Further robust RCTs need to be undertaken and these should include participants with different underlying asthma severities and endotypes.
Asthma severity and control can be measured both subjectively and objectively. Sputum analysis for evaluation of percentage of sputum eosinophilia directly measures airway inflammation, and is one method of objectively monitoring asthma. Using sputum analysis to adjust or tailor asthma medications is potentially superior to traditional methods based on symptoms and spirometry.
To evaluate the efficacy of tailoring asthma interventions based on sputum analysis in comparison to traditional methods (usually symptom-based with or without spirometry/peak flow) for asthma-related outcomes in children and adults.
We searched the Cochrane Airways Group Specialised Register of Trials, the Cochrane Central Register of Controlled Trials (CENTRAL), MEDLINE, Embase, trials' registries, and reference lists of articles. The last search was conducted in February 2017.
All randomised controlled comparisons of adjustment of asthma therapy based on sputum eosinophils compared to traditional methods (primarily clinical symptoms and spirometry/peak flow).
Results of searches were reviewed against pre-determined criteria for inclusion. In this update, two reviewers selected relevant studies, independently assessed trial quality and extracted the data. We contacted authors for further information when relevant. We analysed data as 'treatment received' and performed sensitivity analyses.
Three new studies were added in this update, resulting in a total of six included studies (five in adults and one involving children/adolescents). These six studies were clinically and methodologically heterogeneous (use of medications, cut-off for percentage of sputum eosinophils and definition of asthma exacerbation). Of 374 participants randomised, 333 completed the trials. In the meta-analysis, there was a significant reduction in the occurrence of any exacerbations when treatment was based on sputum eosinophil counts, compared to that based on clinical symptoms with or without lung function; pooled odds ratio (OR) was 0.57 (95% confidence interval (CI) 0.38 to 0.86). The risk of having one or more exacerbations over 16 months was 82% in the control arm and 62% (95% CI 49% to 74%) in the sputum strategy arm, resulting in a number needed to treat to benefit (NNTB) of 6 (95% CI 4 to 13).

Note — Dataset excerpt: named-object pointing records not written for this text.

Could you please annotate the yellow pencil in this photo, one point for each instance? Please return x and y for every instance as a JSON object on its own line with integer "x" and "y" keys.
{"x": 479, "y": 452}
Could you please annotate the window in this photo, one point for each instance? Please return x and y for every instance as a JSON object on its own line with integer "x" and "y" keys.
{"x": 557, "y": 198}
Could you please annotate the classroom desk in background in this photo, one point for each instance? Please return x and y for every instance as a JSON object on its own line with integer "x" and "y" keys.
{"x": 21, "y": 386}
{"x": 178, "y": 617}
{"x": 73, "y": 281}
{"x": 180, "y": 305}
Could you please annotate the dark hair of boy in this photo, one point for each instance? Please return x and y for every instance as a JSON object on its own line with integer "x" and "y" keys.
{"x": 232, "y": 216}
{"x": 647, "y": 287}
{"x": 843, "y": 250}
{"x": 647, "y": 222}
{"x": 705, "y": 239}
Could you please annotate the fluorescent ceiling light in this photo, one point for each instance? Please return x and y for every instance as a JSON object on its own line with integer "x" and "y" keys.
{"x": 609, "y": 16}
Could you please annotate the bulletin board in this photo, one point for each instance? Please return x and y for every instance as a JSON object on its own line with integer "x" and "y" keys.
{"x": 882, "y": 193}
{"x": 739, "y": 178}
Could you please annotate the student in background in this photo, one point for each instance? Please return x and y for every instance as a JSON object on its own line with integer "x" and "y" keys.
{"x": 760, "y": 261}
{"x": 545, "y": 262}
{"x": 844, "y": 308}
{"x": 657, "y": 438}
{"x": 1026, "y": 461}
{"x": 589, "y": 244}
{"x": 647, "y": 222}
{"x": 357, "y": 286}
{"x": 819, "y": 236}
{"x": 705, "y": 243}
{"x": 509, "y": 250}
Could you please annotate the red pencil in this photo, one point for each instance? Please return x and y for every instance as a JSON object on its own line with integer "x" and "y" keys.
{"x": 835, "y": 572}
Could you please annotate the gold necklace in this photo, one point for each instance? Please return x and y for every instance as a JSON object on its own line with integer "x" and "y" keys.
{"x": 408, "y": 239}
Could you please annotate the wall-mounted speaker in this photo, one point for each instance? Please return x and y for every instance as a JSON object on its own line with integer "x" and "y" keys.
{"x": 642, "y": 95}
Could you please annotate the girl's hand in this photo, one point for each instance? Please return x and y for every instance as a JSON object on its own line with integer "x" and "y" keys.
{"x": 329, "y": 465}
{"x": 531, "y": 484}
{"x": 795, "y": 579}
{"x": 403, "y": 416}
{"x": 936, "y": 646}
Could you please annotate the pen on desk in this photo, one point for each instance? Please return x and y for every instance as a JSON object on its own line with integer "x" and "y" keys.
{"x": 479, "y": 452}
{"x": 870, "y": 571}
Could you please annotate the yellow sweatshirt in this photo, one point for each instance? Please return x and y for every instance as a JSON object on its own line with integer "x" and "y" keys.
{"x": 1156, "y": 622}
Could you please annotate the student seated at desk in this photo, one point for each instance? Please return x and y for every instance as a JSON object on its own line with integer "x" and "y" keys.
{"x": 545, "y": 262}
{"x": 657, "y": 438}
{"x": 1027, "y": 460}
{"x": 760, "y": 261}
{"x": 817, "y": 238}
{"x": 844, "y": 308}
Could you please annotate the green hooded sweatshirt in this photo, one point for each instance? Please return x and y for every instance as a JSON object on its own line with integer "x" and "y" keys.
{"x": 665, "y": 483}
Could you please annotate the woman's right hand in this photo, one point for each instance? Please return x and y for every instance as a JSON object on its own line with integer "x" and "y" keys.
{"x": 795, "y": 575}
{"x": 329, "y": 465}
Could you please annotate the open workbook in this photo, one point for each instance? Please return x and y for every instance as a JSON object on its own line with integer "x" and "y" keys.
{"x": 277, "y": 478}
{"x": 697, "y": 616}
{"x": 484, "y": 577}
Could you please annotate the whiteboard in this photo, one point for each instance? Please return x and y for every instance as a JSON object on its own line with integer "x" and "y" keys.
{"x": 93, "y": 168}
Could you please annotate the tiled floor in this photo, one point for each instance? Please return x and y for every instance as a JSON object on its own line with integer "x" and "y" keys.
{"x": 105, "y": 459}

There were also differences between the groups in the rate of exacerbation (any exacerbation per year) and severity of exacerbations defined by requirement for use of oral corticosteroids and hospitalisations: the risk of one or more hospitalisations over 16 months was 24% in controls compared to 8% (95% CI 3% to 21%) in the sputum arm. Data for clinical symptoms, quality of life and spirometry were not significantly different between groups. The mean dose of inhaled corticosteroids per day was also similar in both groups. However sputum induction was not always possible. The included studies did not record any adverse events.
One study was not blinded and thus was considered to have a high risk of bias. However, when this study was removed in a sensitivity analysis, the difference between the groups for the primary outcome (exacerbations) remained statistically significant between groups. The GRADE quality of the evidence ranged from moderate (for the outcomes 'Occurrence of any exacerbation' and 'Hospitalisation' ) to low (for the outcome 'Mean dose of inhaled corticosteroids per person per day') due to the inconsistency in defining exacerbations and the small number of hospital admissions.